Advent, in the church’s traditional calendar, is a time of waiting, a time of preparation, and a time of reflection on where we have been and where we are going—and only then a time of expectation and celebration.
‘The Lord is near’. That’s the message. The Lord is near, watch and pray. So against the background of the commercial hype, reaching right into the shopping centre toilets, this is meant to be a time of quietness and wonder.
Yes, then it is truly meant to be a wonderful time—a time of wondering. There is much to wonder about.
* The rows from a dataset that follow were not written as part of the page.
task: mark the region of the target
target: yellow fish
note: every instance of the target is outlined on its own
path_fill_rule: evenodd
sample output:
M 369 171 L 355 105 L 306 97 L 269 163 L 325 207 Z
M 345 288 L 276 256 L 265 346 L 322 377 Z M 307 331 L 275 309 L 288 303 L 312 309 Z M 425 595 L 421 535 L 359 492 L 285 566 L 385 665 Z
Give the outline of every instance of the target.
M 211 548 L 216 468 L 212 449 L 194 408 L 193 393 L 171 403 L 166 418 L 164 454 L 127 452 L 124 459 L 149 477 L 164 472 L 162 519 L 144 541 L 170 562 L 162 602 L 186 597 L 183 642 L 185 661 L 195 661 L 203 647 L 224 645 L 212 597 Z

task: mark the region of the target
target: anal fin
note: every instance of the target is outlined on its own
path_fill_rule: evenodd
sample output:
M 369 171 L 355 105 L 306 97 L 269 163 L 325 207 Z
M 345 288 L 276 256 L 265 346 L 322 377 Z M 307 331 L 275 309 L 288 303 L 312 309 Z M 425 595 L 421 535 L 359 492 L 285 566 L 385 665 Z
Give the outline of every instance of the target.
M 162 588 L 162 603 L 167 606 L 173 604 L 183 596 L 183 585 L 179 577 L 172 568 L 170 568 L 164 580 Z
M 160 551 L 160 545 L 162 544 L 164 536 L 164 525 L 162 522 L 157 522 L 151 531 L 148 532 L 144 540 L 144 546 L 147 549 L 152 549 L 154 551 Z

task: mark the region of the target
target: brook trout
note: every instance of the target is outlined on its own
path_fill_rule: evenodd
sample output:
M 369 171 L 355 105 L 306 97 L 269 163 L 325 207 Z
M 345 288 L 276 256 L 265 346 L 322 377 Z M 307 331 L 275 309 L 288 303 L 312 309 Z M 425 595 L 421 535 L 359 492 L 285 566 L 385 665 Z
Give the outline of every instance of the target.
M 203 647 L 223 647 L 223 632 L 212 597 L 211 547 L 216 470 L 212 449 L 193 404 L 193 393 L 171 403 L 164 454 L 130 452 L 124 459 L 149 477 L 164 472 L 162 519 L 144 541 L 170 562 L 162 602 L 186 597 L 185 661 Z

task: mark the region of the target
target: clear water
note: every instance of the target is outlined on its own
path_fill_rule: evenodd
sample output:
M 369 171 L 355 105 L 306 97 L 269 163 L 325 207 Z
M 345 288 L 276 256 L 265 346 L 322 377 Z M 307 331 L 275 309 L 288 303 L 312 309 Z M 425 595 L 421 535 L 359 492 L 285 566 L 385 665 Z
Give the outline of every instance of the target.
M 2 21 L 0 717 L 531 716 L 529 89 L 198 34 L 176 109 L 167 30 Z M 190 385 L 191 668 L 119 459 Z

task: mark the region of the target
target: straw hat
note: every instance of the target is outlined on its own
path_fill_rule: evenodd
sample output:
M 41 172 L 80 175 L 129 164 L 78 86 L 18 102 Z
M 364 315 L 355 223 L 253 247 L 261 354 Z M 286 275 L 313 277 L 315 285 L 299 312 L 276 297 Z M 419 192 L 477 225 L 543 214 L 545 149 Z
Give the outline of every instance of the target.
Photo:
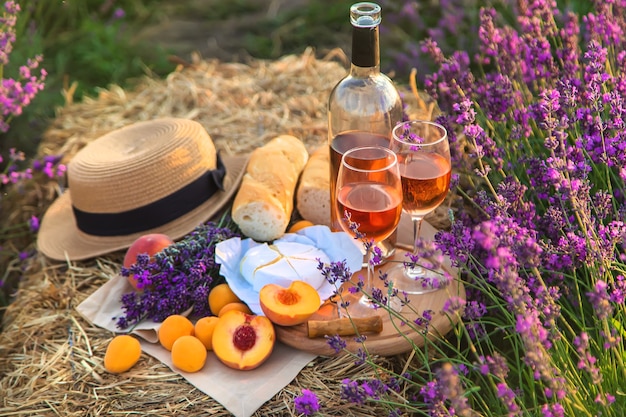
M 80 260 L 125 249 L 147 233 L 181 238 L 231 199 L 246 162 L 217 155 L 209 134 L 191 120 L 115 130 L 69 162 L 69 190 L 44 214 L 39 250 Z

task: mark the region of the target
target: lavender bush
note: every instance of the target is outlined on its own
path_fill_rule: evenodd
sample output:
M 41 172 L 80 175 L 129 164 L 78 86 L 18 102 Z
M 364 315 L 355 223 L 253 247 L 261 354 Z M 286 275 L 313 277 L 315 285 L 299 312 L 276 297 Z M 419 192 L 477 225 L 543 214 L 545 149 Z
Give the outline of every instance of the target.
M 626 412 L 626 1 L 593 6 L 577 16 L 519 1 L 515 25 L 481 9 L 474 55 L 422 44 L 465 200 L 451 229 L 422 243 L 458 267 L 467 297 L 443 310 L 462 325 L 437 335 L 423 312 L 407 325 L 437 340 L 405 372 L 344 381 L 346 401 L 389 415 Z M 297 412 L 316 411 L 311 395 Z
M 14 1 L 6 1 L 0 15 L 0 135 L 9 130 L 11 121 L 22 114 L 35 96 L 43 90 L 46 71 L 40 68 L 41 56 L 28 59 L 19 67 L 16 78 L 6 78 L 4 69 L 10 64 L 10 55 L 15 42 L 15 24 L 20 6 Z M 0 147 L 2 149 L 2 147 Z M 7 202 L 16 201 L 15 194 L 24 194 L 29 185 L 42 178 L 62 178 L 65 166 L 59 157 L 45 157 L 42 160 L 27 161 L 23 152 L 11 148 L 8 155 L 0 153 L 0 307 L 10 301 L 17 278 L 12 271 L 21 271 L 18 267 L 30 255 L 20 238 L 36 232 L 39 219 L 35 215 L 29 218 L 10 217 Z M 27 245 L 27 244 L 25 244 Z M 2 311 L 2 309 L 0 309 Z

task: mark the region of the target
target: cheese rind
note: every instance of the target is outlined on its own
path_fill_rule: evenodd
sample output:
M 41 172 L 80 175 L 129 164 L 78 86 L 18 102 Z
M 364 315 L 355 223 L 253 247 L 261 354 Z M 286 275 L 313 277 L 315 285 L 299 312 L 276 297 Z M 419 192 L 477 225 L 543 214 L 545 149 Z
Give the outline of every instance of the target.
M 292 281 L 304 281 L 320 288 L 325 281 L 317 269 L 319 262 L 329 263 L 326 253 L 314 246 L 297 242 L 267 243 L 250 248 L 243 256 L 241 276 L 260 291 L 267 284 L 289 286 Z

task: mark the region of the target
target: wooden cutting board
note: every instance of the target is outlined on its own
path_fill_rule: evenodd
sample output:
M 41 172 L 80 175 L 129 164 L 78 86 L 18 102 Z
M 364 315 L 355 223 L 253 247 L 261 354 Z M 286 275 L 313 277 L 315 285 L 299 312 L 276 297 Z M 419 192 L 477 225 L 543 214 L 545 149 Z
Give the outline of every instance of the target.
M 400 225 L 398 226 L 399 243 L 393 258 L 394 260 L 400 262 L 405 260 L 406 249 L 408 249 L 407 243 L 412 240 L 412 230 L 410 219 L 403 215 Z M 422 237 L 432 238 L 435 233 L 436 230 L 430 224 L 424 222 L 422 225 Z M 388 262 L 380 268 L 387 269 L 397 265 L 396 262 Z M 445 267 L 453 277 L 456 277 L 456 272 L 450 266 L 449 262 Z M 365 273 L 365 269 L 356 272 L 352 276 L 353 281 L 356 281 L 359 274 L 364 275 Z M 381 285 L 382 282 L 376 278 L 377 276 L 378 272 L 375 271 L 375 285 Z M 386 292 L 386 290 L 383 291 Z M 401 317 L 379 309 L 378 314 L 380 314 L 382 319 L 383 328 L 380 333 L 366 334 L 367 338 L 364 344 L 368 352 L 373 355 L 392 356 L 423 346 L 425 337 L 435 340 L 440 335 L 445 335 L 458 323 L 457 317 L 448 317 L 442 312 L 444 304 L 453 296 L 465 299 L 465 288 L 463 284 L 456 279 L 445 289 L 428 294 L 411 295 L 409 305 L 404 306 L 402 310 L 399 311 Z M 407 322 L 413 321 L 421 317 L 422 313 L 426 310 L 433 311 L 427 336 L 419 331 L 419 329 L 412 329 L 402 320 L 402 318 L 404 318 Z M 334 304 L 325 304 L 310 320 L 332 320 L 337 317 L 336 306 Z M 288 346 L 318 355 L 336 355 L 335 351 L 328 346 L 325 337 L 310 338 L 308 336 L 307 323 L 298 326 L 275 327 L 278 340 Z M 415 326 L 413 326 L 413 328 L 414 327 Z M 347 343 L 347 349 L 352 352 L 356 352 L 359 348 L 363 347 L 361 342 L 355 341 L 355 336 L 344 336 L 343 340 Z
In the ancient Jewish traditions, there were songs and prayers which called out to God to relieve the people from oppression, hunger, injustice of many kinds. ‘How long, O God, how long?’ They wondered if there would ever be any relief—and if so, where would it come from?
Surely, this year, this Advent, we too may wonder: When will there be any relief for those suffering in appalling injustice, such as the asylum seekers abandoned by the Australian Government on Manus Island; or the Rohinga people, driven from their homeland in Myanmar, into Bangladesh—as if that poor country has resources to support them? And then, too, the people of Yemen, the almost forgotten country whose people have been all but wiped out by sectarian religious violence.
Well we might wonder, with and for them: How long, O God, how long?’
Thinking more broadly, we might go back over this year almost past, and wonder.
It is a wonder that we have not come to even worse violence, given the provocations and threats from either side of the Pacific Ocean.
It is a wonder that so many good people have continued to do so much good, in the face of growing poverty and compassion weariness.
It is a wonder that almost out of the blue, it seems that Zimbabwe may be relieved of the dictator who has driven the economy into destitution and an exceptional proportion of his people into unemployment.
It is a wonder, that the earth continues to sustain us, feed and nourish us, in spite of how we have treated it, in so many places.
All around us, there is surprising beauty, care, love and compassion. There is wonder. So much to wonder about—even if sometimes we wonder in despair or angst, as well as in joy and delight.
This can indeed be a wonder-filled time. I am not sure that is should be the most wonderful time of the year; but if, in spite of what is called Christmas we experience this wonder then so be it!